I would strongly argue against saying that we are "subjugating" the Iraqi population. Compared to the previous landlord, we are nothing of the sort. Remember that in the aftermath of a despotic regime, there will be trouble. It is insane to insist that everything be immediately peachy. At a similar point after we defeated and occupied Germany, things were far worse.

I don't continually insist that the situation is fine. I do continually insist that the situation is not a complete loss, and that significant gains have been made.

If someone were to magically come up with a better solution, I would be happy to hear it, and for it to be implemented. But in the meantime, we would be foolish to give up on a solution that, while difficult, stands a decent chance of working.

Basically, yes, the situation in Iraq is tolerable. We are sacrificing, and so are decent Iraqi civilians, so that they may have a better future - not just for them, but for our benefit. No one in the administration, nor myself has ever claimed that this whole project would not be without sacrifice, or trouble, or pain. But it is better than the alternative.

Btw, I found [url=http://www.csmonitor.com/2003/0522/p01s02-woiq.html]this[/url] on the Christian Science Monitor:

Iraqi civilian deaths

• Nongovernmental and media organizations have produced widely varying figures on the number of Iraqi civilians killed during the recent conflict. The range is a result of incomplete, unconfirmable, and unavailable information.

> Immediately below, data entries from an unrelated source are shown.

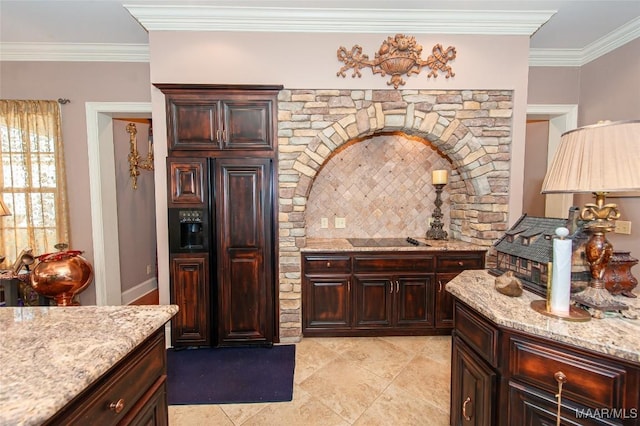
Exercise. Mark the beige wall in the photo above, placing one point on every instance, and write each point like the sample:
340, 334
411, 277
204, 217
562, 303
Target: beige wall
610, 90
80, 82
607, 88
535, 167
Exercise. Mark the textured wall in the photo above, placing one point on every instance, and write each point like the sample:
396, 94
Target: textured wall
381, 186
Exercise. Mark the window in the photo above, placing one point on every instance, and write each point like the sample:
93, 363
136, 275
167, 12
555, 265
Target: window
32, 178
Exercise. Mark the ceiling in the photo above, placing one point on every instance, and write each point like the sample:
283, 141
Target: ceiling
563, 32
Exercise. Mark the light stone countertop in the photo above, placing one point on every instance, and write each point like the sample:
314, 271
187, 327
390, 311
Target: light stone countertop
612, 335
342, 244
51, 354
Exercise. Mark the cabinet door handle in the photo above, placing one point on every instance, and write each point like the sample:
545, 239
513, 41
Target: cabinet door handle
117, 407
466, 416
561, 378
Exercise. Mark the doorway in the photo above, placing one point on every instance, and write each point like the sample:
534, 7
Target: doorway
102, 188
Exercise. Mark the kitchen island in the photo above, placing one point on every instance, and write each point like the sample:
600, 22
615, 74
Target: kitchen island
509, 363
61, 364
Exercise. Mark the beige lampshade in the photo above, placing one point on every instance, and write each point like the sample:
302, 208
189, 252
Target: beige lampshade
4, 210
599, 158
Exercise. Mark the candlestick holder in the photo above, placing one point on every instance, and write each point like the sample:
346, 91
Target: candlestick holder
436, 232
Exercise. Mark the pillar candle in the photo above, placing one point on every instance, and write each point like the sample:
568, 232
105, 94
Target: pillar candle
439, 177
561, 273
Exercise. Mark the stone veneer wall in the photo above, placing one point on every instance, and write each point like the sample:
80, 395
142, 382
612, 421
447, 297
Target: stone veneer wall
382, 187
470, 127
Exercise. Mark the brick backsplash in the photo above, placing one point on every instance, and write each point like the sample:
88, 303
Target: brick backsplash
381, 186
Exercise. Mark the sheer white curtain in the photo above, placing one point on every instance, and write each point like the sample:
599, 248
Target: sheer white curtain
32, 178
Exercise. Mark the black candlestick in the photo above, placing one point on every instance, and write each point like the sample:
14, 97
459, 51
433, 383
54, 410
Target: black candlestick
436, 232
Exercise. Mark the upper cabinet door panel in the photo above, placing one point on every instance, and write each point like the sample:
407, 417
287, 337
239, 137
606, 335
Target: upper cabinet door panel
186, 182
247, 124
193, 124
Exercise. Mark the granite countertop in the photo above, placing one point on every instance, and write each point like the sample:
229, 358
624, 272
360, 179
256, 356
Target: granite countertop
342, 244
612, 335
51, 354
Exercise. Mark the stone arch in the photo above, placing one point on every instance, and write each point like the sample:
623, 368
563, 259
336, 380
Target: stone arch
313, 124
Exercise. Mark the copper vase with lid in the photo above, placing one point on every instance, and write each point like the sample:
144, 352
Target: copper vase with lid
61, 276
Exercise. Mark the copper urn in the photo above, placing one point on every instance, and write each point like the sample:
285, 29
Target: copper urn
61, 276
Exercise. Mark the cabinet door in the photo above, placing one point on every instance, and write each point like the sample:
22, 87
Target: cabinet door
444, 301
473, 386
193, 123
244, 208
327, 303
529, 406
373, 301
187, 182
414, 301
248, 124
190, 291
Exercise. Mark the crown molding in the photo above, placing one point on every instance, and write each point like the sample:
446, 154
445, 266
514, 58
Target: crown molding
342, 20
74, 52
579, 57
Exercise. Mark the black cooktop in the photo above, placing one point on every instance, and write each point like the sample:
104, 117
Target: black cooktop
386, 242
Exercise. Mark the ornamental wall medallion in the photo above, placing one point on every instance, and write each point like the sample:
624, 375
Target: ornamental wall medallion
397, 56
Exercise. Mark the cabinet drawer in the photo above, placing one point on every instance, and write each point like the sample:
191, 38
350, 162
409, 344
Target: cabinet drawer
478, 333
592, 382
393, 263
314, 264
113, 396
460, 262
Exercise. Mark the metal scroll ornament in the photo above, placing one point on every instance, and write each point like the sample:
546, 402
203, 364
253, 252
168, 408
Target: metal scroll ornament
397, 56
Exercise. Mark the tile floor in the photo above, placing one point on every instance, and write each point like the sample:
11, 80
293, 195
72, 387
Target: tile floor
349, 381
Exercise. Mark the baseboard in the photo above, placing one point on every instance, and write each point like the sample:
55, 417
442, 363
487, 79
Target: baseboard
135, 293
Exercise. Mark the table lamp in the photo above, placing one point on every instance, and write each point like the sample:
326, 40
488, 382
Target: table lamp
600, 159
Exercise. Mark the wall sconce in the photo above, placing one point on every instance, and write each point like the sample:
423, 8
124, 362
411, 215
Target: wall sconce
135, 161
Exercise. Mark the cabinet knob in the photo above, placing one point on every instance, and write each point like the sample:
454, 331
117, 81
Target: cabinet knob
117, 407
466, 416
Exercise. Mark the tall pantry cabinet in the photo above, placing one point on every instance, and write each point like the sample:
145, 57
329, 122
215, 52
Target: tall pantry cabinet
222, 199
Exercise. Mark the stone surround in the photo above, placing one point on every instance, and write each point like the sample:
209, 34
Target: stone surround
471, 128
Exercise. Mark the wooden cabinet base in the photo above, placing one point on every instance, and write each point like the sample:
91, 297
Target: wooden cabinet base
510, 377
380, 293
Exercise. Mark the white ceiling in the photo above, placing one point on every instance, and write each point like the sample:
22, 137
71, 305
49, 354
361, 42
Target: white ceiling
563, 32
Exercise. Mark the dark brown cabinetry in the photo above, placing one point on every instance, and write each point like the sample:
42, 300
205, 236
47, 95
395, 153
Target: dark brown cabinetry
190, 282
393, 291
499, 370
133, 392
244, 250
378, 293
222, 213
228, 119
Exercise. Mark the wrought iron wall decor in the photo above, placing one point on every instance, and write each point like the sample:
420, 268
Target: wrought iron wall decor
136, 163
397, 56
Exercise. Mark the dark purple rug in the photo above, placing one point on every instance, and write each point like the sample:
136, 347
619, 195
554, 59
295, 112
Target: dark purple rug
230, 375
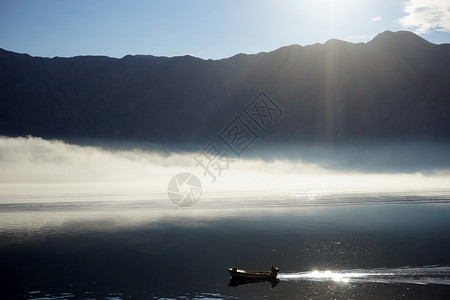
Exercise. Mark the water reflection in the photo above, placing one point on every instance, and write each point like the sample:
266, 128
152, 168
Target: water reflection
408, 275
234, 282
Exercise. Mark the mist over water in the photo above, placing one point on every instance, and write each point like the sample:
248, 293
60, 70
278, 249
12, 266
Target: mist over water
95, 222
35, 164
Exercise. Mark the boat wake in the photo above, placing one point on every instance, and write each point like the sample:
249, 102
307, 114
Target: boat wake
422, 275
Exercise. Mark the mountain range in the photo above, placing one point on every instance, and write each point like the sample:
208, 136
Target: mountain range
396, 86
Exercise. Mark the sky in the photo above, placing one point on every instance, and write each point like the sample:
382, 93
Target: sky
210, 29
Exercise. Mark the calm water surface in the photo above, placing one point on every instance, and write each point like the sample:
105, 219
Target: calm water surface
377, 246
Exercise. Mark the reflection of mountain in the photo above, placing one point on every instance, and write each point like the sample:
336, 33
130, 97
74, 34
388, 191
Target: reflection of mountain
397, 85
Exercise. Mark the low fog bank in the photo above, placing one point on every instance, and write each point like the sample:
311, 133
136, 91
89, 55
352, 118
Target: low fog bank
32, 161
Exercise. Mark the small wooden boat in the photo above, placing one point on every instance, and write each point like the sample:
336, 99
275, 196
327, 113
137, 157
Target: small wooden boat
237, 273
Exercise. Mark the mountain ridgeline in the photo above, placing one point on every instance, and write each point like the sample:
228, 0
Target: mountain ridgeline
395, 86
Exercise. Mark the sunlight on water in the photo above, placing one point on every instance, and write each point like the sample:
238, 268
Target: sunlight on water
423, 275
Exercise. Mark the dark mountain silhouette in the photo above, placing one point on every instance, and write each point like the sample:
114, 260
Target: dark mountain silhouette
395, 86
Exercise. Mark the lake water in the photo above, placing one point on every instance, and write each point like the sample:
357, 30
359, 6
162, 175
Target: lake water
133, 246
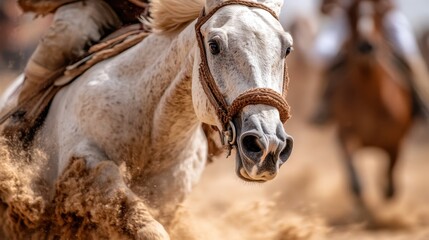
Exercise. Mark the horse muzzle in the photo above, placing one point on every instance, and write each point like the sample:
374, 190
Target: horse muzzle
262, 148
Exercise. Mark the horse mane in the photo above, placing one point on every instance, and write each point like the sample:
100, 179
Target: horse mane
171, 15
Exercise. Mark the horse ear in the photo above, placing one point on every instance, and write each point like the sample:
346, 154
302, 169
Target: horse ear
275, 5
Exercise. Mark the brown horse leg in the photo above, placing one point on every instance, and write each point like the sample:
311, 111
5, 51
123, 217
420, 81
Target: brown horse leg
347, 147
390, 191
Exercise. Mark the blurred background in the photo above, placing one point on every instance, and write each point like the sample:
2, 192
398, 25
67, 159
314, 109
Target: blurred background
310, 198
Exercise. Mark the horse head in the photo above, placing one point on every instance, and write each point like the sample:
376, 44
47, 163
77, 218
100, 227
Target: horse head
240, 81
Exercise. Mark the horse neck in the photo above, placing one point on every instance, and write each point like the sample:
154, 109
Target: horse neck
174, 121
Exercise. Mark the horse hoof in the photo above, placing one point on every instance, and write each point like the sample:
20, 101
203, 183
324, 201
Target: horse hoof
152, 231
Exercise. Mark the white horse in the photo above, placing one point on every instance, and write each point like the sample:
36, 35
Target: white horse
124, 143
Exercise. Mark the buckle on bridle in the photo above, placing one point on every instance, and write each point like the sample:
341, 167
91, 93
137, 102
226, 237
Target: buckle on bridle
228, 137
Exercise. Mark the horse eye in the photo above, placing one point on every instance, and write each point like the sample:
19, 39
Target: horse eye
288, 50
214, 47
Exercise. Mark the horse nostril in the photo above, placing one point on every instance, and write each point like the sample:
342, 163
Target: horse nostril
251, 144
365, 47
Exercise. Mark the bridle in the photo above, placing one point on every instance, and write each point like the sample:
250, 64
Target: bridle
253, 96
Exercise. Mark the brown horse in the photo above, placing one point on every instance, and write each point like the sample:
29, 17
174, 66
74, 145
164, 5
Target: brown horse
372, 102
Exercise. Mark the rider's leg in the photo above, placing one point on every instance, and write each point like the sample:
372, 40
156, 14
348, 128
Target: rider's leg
75, 27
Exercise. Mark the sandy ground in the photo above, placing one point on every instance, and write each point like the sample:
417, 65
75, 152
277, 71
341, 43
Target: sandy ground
310, 199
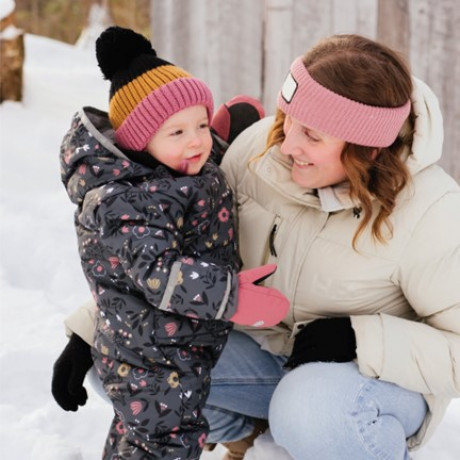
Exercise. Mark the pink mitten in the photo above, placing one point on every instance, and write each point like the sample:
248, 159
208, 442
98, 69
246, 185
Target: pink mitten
259, 306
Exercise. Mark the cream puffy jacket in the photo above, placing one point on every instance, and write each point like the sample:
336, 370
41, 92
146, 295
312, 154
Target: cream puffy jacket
403, 296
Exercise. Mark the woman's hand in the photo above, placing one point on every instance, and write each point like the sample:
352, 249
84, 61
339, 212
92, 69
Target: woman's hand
325, 339
69, 372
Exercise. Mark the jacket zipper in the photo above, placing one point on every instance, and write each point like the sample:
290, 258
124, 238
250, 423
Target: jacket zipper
271, 239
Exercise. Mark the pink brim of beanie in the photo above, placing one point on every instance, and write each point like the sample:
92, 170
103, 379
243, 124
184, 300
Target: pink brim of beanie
144, 121
318, 108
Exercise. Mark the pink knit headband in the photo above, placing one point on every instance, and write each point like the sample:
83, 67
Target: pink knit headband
318, 108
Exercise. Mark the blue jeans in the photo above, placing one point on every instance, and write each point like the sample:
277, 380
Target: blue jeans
326, 411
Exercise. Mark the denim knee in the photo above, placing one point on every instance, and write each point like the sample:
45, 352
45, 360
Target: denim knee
330, 411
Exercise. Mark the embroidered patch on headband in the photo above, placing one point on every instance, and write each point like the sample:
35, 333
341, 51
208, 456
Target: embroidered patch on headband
319, 108
289, 88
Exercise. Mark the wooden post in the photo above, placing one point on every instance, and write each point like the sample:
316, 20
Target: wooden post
11, 59
393, 25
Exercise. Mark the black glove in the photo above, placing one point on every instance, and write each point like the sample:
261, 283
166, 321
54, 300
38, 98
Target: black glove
327, 340
69, 372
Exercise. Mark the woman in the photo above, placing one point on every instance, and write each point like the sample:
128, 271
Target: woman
341, 190
365, 231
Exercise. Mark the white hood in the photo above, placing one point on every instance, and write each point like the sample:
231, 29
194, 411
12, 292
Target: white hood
429, 133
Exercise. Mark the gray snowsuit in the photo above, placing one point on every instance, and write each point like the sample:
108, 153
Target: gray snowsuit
159, 252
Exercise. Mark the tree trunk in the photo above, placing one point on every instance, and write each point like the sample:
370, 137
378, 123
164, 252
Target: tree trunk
393, 25
12, 59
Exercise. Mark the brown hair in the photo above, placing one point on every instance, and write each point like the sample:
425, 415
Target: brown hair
368, 72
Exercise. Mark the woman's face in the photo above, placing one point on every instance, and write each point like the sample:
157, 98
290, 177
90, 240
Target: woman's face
315, 156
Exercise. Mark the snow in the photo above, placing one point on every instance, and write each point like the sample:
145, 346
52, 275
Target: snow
40, 277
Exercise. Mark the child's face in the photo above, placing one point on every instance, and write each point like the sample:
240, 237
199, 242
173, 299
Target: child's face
184, 141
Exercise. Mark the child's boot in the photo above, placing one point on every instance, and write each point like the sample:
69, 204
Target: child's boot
237, 449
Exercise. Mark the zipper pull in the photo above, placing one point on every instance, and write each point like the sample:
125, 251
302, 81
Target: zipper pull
271, 240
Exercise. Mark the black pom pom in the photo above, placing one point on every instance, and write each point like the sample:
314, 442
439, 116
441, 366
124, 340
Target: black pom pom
117, 47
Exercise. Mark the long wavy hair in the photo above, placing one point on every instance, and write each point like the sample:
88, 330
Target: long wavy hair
368, 72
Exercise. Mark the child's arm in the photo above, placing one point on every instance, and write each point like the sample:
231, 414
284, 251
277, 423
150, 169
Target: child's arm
150, 249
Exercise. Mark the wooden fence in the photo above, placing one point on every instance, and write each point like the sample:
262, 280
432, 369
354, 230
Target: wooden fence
246, 46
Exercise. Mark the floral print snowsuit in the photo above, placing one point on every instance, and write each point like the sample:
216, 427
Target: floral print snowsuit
159, 252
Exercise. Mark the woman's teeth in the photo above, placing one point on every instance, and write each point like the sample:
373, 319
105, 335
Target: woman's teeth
301, 163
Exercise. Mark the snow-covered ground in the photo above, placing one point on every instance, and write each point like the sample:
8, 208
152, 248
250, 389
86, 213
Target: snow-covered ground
40, 276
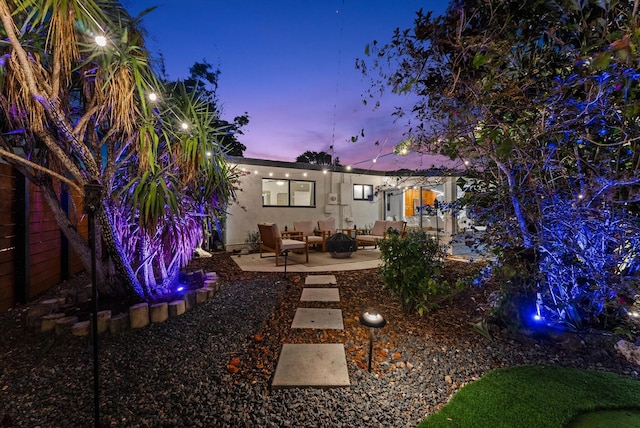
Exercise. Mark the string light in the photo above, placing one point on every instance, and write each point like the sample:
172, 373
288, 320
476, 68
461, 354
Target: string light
101, 41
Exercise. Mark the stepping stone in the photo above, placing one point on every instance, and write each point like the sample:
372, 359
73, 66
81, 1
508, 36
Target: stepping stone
317, 365
320, 280
318, 318
320, 295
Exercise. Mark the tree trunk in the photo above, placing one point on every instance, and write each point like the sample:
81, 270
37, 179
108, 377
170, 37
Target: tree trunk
79, 244
130, 283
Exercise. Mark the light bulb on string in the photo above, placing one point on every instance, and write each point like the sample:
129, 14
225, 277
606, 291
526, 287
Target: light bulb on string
101, 41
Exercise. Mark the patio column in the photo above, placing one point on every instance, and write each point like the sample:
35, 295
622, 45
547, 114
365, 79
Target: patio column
450, 221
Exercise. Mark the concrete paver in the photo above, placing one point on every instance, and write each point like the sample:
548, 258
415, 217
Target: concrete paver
319, 365
318, 318
320, 295
320, 280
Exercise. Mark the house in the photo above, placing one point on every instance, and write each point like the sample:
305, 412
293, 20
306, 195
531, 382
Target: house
283, 192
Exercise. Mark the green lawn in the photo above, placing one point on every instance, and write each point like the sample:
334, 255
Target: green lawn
541, 396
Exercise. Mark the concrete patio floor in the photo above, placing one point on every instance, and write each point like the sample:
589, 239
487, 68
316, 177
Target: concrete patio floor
368, 258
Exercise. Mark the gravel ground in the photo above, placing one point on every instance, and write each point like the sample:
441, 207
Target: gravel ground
212, 366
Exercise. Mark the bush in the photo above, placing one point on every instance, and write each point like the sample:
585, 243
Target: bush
411, 268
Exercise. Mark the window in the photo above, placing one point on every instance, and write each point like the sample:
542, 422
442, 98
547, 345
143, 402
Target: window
363, 192
288, 193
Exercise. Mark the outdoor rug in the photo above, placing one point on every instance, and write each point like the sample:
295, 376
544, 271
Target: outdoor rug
318, 262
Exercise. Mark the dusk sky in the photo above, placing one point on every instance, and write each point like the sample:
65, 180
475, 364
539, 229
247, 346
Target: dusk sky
291, 66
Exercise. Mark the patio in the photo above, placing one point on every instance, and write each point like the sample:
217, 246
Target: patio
318, 262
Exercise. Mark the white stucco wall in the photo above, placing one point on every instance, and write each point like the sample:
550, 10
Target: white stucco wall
245, 215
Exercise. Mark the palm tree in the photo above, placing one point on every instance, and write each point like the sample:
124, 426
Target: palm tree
80, 113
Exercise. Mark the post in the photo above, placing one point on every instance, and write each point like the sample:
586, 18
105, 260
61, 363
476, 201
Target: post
92, 202
370, 346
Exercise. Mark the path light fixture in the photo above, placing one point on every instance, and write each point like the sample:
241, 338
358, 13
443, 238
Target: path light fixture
374, 321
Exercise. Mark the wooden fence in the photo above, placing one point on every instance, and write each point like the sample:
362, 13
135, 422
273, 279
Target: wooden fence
34, 254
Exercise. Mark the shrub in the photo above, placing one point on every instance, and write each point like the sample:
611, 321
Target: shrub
411, 268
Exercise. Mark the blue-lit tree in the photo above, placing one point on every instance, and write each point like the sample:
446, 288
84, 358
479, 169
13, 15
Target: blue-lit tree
81, 103
541, 100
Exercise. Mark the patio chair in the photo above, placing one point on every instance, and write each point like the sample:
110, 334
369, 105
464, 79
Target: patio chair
305, 227
379, 232
326, 228
271, 241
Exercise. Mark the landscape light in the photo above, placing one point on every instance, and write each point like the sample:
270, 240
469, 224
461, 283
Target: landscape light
373, 320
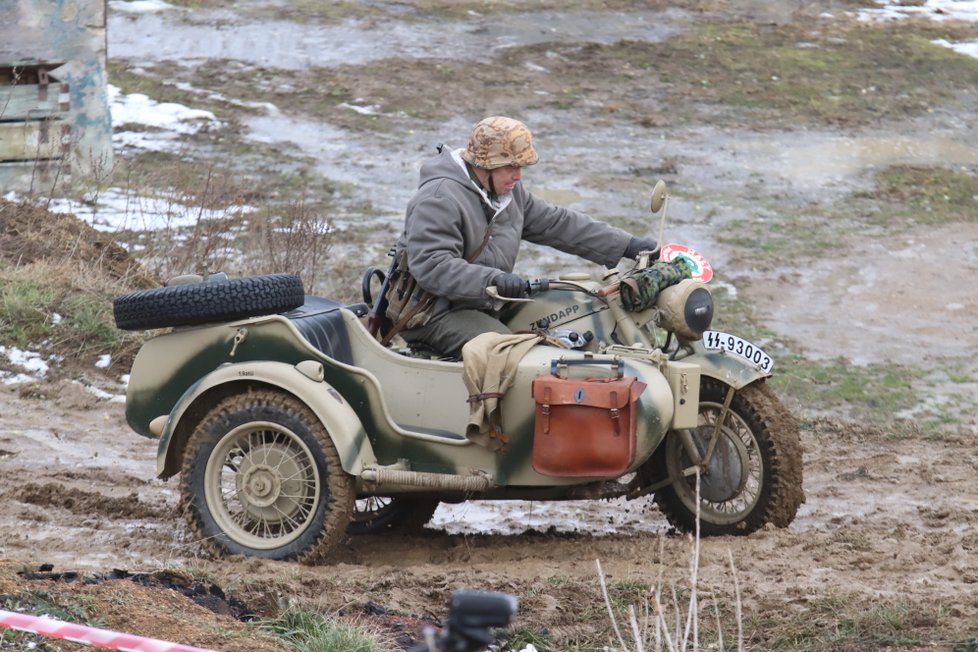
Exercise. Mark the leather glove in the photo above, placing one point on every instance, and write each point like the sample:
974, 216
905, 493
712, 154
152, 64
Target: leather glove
638, 245
510, 285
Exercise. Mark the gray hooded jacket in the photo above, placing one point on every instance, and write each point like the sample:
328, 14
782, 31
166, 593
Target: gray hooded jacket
446, 223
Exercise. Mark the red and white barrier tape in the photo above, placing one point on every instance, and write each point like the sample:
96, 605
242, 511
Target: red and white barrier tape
45, 626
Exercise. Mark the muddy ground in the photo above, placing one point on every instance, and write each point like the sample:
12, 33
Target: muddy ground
824, 163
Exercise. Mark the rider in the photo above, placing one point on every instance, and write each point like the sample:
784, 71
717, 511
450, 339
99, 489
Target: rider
463, 228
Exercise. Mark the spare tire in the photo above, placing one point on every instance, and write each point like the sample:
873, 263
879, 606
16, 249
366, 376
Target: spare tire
209, 301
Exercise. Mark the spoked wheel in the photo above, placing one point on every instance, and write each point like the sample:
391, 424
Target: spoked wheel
754, 475
373, 514
261, 477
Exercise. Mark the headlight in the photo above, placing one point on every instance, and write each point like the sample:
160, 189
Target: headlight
686, 309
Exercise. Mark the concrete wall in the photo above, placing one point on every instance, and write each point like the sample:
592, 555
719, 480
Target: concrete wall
54, 115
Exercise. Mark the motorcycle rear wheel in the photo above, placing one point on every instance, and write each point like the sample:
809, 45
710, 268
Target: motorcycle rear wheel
261, 477
755, 473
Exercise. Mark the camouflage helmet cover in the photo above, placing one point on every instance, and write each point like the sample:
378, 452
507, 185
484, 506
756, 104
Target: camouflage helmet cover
498, 142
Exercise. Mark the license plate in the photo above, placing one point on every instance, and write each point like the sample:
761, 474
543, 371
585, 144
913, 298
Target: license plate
738, 346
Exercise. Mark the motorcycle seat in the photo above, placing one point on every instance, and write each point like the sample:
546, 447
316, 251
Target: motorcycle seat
320, 322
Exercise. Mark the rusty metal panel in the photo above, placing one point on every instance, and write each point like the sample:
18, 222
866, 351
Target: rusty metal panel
33, 101
37, 139
53, 71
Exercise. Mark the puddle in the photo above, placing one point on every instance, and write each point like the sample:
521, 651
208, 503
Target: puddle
897, 302
191, 37
823, 160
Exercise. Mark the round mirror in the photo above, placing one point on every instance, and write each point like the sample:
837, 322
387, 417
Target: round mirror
659, 194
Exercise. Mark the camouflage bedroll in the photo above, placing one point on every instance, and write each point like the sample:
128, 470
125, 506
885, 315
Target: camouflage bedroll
640, 291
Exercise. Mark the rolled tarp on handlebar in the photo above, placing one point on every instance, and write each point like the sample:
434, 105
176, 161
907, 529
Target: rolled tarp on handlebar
639, 291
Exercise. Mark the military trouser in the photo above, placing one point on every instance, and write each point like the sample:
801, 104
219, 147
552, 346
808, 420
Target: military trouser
448, 333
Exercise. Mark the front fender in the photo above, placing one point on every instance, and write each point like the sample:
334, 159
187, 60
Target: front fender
724, 367
304, 381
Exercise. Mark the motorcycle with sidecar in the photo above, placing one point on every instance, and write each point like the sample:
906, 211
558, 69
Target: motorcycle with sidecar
291, 425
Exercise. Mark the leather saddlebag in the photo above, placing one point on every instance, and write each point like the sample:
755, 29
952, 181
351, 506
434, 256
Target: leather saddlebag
585, 427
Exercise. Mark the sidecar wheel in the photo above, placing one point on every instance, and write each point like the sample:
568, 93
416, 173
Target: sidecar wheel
261, 477
373, 514
200, 303
755, 476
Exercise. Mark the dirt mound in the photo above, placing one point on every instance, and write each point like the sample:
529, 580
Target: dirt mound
32, 234
85, 502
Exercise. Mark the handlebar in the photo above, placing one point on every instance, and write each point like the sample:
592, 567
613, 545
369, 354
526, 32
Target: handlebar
537, 285
608, 290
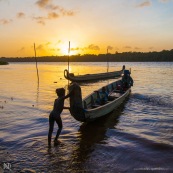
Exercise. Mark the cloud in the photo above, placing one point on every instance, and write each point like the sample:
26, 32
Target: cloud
22, 49
93, 47
164, 1
46, 4
109, 47
40, 20
40, 47
137, 48
53, 15
55, 50
42, 3
127, 47
5, 21
20, 15
144, 4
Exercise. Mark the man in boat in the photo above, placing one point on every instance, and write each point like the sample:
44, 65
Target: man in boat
102, 97
76, 106
127, 80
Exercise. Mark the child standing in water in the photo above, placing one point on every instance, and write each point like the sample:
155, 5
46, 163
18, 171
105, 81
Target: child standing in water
55, 115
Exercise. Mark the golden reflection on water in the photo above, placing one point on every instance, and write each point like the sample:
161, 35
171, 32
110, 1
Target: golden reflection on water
133, 127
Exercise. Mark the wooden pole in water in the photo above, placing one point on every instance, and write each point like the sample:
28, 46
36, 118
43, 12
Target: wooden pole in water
68, 55
107, 61
36, 62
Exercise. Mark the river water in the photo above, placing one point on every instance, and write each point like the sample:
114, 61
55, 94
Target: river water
137, 137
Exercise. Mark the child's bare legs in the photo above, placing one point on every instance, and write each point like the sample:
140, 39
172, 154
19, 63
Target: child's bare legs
51, 125
59, 122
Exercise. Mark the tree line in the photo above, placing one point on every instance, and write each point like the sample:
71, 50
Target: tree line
164, 55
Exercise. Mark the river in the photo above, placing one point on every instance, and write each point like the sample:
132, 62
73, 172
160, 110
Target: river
137, 137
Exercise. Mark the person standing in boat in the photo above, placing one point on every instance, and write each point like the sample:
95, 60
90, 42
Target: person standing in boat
127, 80
55, 114
102, 97
76, 106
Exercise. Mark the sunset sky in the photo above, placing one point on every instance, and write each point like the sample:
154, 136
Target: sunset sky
91, 26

• Iraqbodycount.net, a website that draws on media accounts and eyewitness reports, estimates that between 4,065 and 5,223 Iraqi civilians have been killed as a result of coalition military action, both during and after the war.

• A May 15 Associated Press report gives an estimate of 2,100 to 2,600 civilian deaths, without citing sources.

• The US Department of Defense has refused to give any sort of estimate on deaths.

• Two news organizations have produced estimates of civilian casualties in just the Baghdad area by canvassing hospitals and tallying their records. The Los Angeles Times reported on May 18 that probably between 1,700 and 2,700 civilians were killed in and around Baghdad. The Knight Ridder agency published an estimate of between 1,100 and 2,355 on May 4.

The IraqBodyCount website seems to have a bit of an agenda. Also, their estimates are higher now than when this article was written. I haven't found anything on casualties since the major combat stopped. But it is unlikely to have been anywhere near as high as during the actual war part of the war. Estimates also tend to start high and drift ever downward.

4

Good thing I didn't quote the IraqBodyCount site. The casualty estimate of around 4,200 seems to be somewhere around right.

This Administration effectively closed off most alternate solutions to the problem with its actions earlier this year. There was a palpable disdain for the views of other countries. My gut feeling is that this war has been on the President's agenda since day one, and it came to pass. 9/11 had little to do with anything, other than being an effective means of creating support for something otherwise unsupportable.

Let's keep in mind that this war is going to cost upwards of $300 Billion when all is said and done. Your tax cut, the "give back" part of the President's plan, was $300. Then he gives $600 to Rich Folks. Then he writes a check for $1000 per person in this country (and quite a bit more per taxpayer) to the citizens of Iraq.

Then he puts the bill in a nice envelope, decorates the front with "Open Me In Twenty Years", and hands it to John Christian.